Goal: I want to write a small tool which enables the user to use the stick as a pointing device to control the mouse cursor on the 3 screens.
Challenge: The stick does not have a pre-defined pointing direction. So even if I know its current rotation matrix I don't know which direction it is actually pointing at. That depends on its initial calibration (which may vary from application to application). So I need to figure out the stick's actual pointing direction on my own.
Plan: When starting my tool, I let the user point to the upper left corner of the first screen. Together with the current position of the stick I can calculate the pointing direction in the room's coordinate system. Now I transfere it into the stick's coordinate system by multiplying its inverse rotation matrix (at that moment) with that vector. This should give me the pointing direction in stick-space.

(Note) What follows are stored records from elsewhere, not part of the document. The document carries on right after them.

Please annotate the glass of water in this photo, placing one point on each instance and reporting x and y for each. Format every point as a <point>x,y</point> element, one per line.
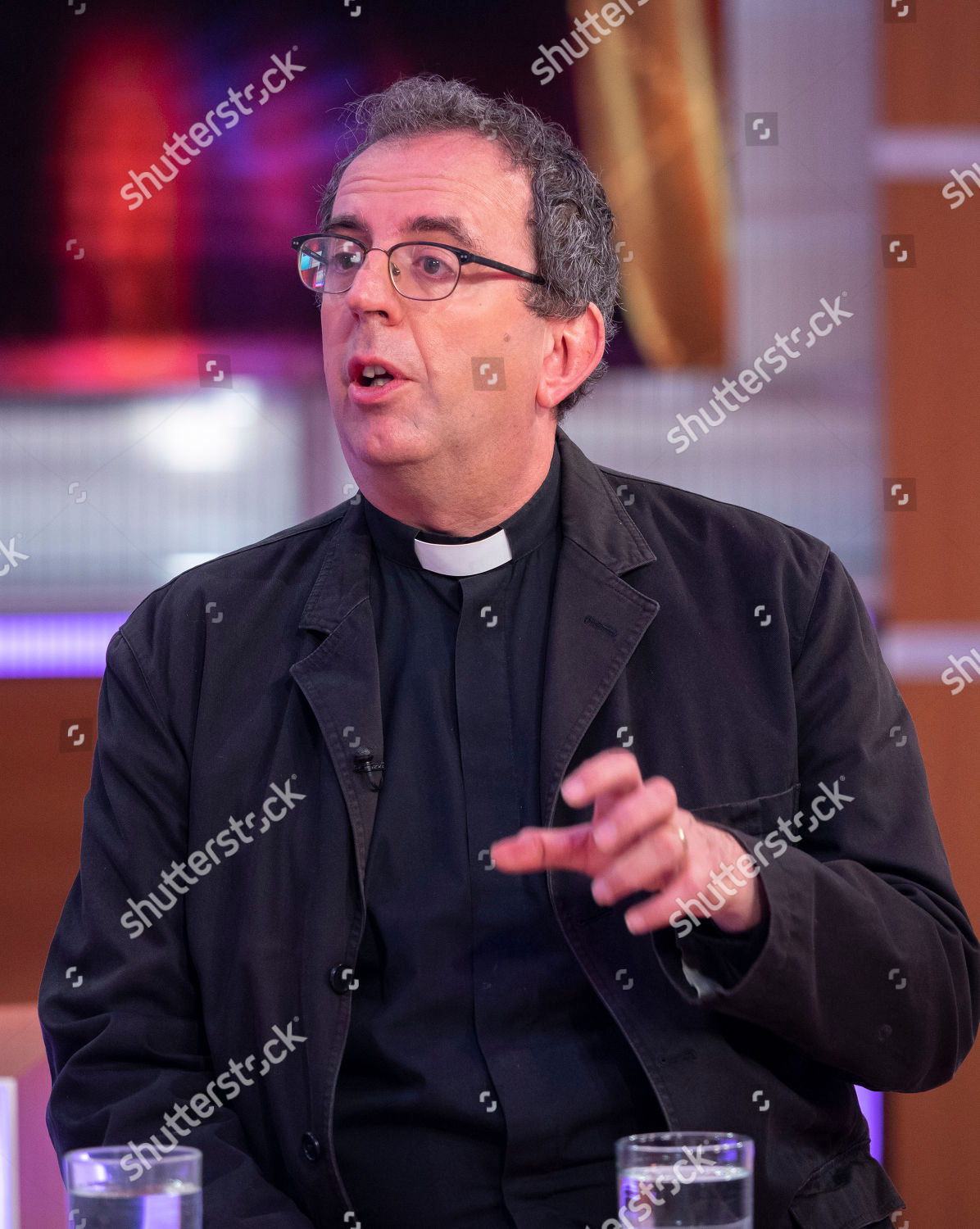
<point>120,1189</point>
<point>687,1179</point>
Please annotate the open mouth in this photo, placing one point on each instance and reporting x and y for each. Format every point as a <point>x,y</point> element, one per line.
<point>374,376</point>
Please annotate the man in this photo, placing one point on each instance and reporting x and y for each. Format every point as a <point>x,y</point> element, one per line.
<point>343,922</point>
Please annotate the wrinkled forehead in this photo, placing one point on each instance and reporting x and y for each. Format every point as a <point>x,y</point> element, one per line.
<point>456,175</point>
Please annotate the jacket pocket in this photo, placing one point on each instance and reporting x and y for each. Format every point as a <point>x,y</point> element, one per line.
<point>753,815</point>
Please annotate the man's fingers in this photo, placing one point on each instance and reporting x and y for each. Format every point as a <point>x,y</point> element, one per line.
<point>614,771</point>
<point>650,864</point>
<point>650,805</point>
<point>539,848</point>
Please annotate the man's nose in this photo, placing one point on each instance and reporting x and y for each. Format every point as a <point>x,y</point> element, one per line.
<point>371,289</point>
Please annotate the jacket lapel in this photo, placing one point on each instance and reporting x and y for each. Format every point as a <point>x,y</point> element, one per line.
<point>597,619</point>
<point>339,678</point>
<point>597,622</point>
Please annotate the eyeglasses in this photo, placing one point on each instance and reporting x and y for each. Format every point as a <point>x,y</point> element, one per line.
<point>329,265</point>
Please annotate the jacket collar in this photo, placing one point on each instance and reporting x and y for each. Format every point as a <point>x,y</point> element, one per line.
<point>597,622</point>
<point>593,518</point>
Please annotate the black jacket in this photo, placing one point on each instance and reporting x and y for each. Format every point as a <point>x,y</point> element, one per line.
<point>228,696</point>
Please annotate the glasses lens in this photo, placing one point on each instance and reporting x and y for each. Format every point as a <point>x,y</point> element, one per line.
<point>327,263</point>
<point>420,270</point>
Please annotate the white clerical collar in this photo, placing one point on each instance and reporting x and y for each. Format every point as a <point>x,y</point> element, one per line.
<point>464,558</point>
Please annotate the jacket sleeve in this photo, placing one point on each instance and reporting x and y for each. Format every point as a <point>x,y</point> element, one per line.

Now, if I want to determine the spot the user is pointing at for any other position & orientation, I need the stick's current position in room-space (check) and its pointing direction (also in room-space). To get that, I just need to apply the stick's current rotation matrix to the (stick-space) pointing vector which I determined during my calibration.
Results: So much for the plan. The calibration itself seem to work fine; and when only moving slightly from the screen corner the found pointing target seems to be reasonable. But when pointing for example on another screen, the results are totally wrong.
It seems that the stick's pointing direction in room space is incorrect.
Now the question is, is there a flaw in my approach? Did I miss something?